Q - Bonjour, Clément Beaune.

R - Bonjour.

Q - Au niveau européen, le nombre de cas de Covid a augmenté, ces dernières semaines, cela s'établit maintenant à 46 infections pour 100.000 habitants par semaine, selon le centre européen de prévention de contrôle des maladies qui connaît bien son affaire, c'est-à-dire au niveau du mois de mars. Est-ce que l'on est en plein dans la seconde vague et à la veille d'un nouveau confinement ?

R - Non, d'abord, nous ne sommes pas à la veille d'un nouveau confinement généralisé tel qu'on l'a connu en France et dans beaucoup d'autres pays européens, aux mois de mars, avril et au mois de mai en partie pour certains pays. La deuxième vague, le Premier ministre l'a dit lui-même d'ailleurs, ce n'est pas comme cela que l'on caractérise les choses, mais il est clair, au-delà des slogans, qu'il y a une reprise de l'épidémie qui n'est pas comparable à celle que l'on a connue aux mois de mars, avril et mai. Pourquoi ? D'abord parce que, heureusement, les niveaux d'hospitalisation, de réanimation en particulier, ne sont pas les mêmes, parce que souvent, ce sont des reprises qui sont, dans chacun de nos pays, ciblées dans des zones, des régions, et puis surtout, parce que nous sommes mieux préparés mieux équipés, et donc nous pouvons intervenir aussi plus vite quand il y a une situation à risque dans un territoire.

Q - On a l'impression que l'Europe, justement, agit toujours en ordre dispersé, on a vu que la Hongrie a pris unilatéralement la décision de fermer son pays à tous les pays européens, sauf à ses voisins immédiats. D'autres pays sont dans les mêmes dispositions, alors qu'est-ce qu'il faut faire ? Faut-il plus de coordination et faut-il sanctionner ceux qui prennent des décisions comme cela dans leur coin, sans en référer à Bruxelles ?

R - Vous avez raison, moi je suis un pro-européen convaincu mais quand les choses ne vont pas, il faut le dire.

Pour être précis sur ce sujet, parce qu'évidemment, nous sommes dans une phase plus compliquée, on l'a dit, de reprise du virus, mais de manière plus localisée. Et donc, il n'y a pas, heureusement, c'est ce que l'on cherche tous à éviter, de mesures générales totales de confinement comme on l'a connu au printemps. Ce qui explique aussi, sur nos territoires, c'est-à-dire dans chacun de nos pays, et entre pays européens, une forme de différenciation. Donc, ce ne sont pas forcément les mêmes mesures, on voit même en France, entre Paris ou PACA, et puis dans des zones où il n'y a pas autant de circulation du virus.

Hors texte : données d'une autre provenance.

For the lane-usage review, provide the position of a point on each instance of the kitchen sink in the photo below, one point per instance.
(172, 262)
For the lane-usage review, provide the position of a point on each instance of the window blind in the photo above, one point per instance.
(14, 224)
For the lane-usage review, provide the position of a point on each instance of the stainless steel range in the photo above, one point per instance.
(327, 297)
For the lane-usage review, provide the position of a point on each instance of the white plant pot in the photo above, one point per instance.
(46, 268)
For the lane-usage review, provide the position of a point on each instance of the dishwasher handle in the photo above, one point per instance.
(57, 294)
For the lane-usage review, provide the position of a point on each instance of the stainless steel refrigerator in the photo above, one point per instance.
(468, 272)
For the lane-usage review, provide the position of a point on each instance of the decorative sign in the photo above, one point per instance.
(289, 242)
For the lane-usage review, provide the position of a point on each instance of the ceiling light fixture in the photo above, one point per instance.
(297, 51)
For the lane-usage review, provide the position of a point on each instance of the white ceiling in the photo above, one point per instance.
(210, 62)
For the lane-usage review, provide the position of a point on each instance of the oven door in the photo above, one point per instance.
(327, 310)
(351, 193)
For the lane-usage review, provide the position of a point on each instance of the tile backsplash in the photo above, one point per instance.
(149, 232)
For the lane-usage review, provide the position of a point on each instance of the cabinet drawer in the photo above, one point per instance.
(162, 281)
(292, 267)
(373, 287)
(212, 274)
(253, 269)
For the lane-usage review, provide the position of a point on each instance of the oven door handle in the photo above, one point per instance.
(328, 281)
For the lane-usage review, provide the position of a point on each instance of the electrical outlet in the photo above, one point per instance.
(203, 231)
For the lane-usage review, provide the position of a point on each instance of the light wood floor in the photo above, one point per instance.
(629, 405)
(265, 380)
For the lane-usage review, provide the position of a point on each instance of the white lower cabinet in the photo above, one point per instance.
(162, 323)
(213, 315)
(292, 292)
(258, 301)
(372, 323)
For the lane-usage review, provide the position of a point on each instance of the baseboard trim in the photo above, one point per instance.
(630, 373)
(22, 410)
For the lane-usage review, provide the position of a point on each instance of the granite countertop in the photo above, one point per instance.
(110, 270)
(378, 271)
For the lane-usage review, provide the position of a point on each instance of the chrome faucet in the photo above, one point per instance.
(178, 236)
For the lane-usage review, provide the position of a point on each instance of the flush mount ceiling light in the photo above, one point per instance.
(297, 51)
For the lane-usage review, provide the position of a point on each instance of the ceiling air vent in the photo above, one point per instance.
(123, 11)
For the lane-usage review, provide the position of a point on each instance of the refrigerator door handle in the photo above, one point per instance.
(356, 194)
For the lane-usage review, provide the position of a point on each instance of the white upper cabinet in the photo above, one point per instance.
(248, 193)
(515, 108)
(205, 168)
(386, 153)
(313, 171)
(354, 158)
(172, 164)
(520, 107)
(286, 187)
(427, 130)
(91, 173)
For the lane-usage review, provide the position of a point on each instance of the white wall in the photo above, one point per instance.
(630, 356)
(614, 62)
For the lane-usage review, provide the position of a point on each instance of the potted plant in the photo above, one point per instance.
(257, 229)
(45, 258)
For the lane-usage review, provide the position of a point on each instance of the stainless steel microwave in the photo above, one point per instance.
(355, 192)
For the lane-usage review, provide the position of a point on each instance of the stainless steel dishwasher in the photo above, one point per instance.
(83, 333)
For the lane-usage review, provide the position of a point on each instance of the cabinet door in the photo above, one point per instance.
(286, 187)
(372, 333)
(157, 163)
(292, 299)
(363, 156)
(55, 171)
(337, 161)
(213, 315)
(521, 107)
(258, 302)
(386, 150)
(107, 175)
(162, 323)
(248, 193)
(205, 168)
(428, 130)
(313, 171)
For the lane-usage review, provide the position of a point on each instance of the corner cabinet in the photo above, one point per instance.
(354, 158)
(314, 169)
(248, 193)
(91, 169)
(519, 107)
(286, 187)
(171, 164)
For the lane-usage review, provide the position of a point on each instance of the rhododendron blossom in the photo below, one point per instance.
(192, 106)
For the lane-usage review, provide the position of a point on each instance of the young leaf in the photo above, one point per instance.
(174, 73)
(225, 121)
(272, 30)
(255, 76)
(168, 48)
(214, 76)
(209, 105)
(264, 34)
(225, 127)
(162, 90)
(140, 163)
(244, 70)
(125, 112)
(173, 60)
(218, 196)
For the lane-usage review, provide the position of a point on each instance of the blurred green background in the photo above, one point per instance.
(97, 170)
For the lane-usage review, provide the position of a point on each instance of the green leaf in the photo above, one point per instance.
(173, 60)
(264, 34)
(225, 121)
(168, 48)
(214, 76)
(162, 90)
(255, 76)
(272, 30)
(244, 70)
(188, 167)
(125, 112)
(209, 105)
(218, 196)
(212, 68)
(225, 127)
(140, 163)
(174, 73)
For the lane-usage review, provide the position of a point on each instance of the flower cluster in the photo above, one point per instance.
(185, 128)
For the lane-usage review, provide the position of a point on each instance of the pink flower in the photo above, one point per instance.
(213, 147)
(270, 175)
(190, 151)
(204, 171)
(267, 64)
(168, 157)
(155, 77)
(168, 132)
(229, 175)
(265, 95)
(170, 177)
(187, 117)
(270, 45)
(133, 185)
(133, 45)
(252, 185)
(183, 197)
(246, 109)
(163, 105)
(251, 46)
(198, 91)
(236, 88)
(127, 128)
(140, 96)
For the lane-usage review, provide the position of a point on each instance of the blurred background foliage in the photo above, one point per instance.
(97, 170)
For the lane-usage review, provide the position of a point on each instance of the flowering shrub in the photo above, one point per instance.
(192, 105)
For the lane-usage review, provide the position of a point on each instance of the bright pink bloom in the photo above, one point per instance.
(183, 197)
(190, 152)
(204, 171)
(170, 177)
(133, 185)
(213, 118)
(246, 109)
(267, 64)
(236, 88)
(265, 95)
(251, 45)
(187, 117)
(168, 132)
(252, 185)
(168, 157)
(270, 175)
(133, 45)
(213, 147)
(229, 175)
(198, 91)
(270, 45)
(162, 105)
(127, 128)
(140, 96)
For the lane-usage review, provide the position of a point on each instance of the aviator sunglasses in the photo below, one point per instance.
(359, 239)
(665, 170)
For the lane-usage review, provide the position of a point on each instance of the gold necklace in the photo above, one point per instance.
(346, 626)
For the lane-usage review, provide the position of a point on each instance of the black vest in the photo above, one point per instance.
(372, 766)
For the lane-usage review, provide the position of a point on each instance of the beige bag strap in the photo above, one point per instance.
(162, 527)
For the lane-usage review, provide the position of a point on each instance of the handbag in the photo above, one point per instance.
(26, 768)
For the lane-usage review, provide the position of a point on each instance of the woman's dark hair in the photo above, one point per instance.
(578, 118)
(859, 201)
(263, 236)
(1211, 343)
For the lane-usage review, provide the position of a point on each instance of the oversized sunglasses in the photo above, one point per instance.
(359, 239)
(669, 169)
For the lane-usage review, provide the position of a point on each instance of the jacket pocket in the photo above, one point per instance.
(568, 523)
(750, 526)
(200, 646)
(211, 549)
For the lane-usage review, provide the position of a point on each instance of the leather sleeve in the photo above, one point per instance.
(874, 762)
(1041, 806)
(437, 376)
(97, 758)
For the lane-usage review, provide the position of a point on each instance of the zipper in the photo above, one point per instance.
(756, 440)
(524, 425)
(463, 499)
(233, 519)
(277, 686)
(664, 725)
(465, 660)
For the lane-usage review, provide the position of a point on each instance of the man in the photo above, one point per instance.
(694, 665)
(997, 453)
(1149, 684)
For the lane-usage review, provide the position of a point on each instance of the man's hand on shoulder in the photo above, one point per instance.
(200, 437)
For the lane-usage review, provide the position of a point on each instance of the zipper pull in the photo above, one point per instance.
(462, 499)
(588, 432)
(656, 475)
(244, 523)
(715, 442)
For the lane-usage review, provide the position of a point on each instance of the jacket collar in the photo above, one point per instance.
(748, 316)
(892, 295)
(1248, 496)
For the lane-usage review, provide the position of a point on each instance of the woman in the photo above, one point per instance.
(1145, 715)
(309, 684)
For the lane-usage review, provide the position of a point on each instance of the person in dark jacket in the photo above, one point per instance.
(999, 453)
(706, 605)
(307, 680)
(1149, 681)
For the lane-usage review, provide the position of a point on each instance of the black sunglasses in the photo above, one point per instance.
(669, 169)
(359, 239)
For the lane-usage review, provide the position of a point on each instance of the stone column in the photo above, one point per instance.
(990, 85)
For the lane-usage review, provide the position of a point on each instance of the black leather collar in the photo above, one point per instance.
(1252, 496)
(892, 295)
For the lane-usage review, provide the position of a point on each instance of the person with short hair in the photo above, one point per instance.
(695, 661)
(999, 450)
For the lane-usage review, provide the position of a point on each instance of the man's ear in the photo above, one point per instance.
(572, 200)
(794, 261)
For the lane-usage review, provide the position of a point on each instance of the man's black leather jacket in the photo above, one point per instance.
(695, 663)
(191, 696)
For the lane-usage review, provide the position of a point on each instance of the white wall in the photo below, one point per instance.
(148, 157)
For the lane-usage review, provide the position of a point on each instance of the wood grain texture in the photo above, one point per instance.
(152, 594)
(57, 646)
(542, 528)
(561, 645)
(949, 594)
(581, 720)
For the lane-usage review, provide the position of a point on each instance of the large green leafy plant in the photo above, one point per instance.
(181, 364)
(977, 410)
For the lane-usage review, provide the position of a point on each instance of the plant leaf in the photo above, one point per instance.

Q - Mais les zones ne sont pas standardisées, rien n'est standardisé. La décision hongroise, la comprenez-vous ?

R - Alors non, je vais y revenir tout de suite. Mais je voulais quand même dire cela, cette différenciation est en partie inévitable, et le fruit d'une adaptation des politiques aux territoires, pour éviter de frapper des zones qui en n'ont pas besoin. En revanche, il y a effectivement un manque de coopération et de coordination, c'est clair. Et c'est ce que vous disiez à l'instant, les critères sur lesquels on fonde les décisions au niveau européen, cela paraît bizarre, mais ce ne sont pas les mêmes : les critères sanitaires, les critères scientifiques, il y a autant de procédures que de pays, chaque pays a son propre comité d'évaluation, ses propres critères etc. C'est là-dessus que l'on agit pour être très concret, aujourd'hui, et cette semaine-même, la France a fait cet été une proposition, d'abord à l'Allemagne et à tous ses partenaires européens pour que l'on ait les mêmes critères de décisions sanitaires et que l'on prenne nos décisions sur les mêmes bases sanitaires et scientifiques.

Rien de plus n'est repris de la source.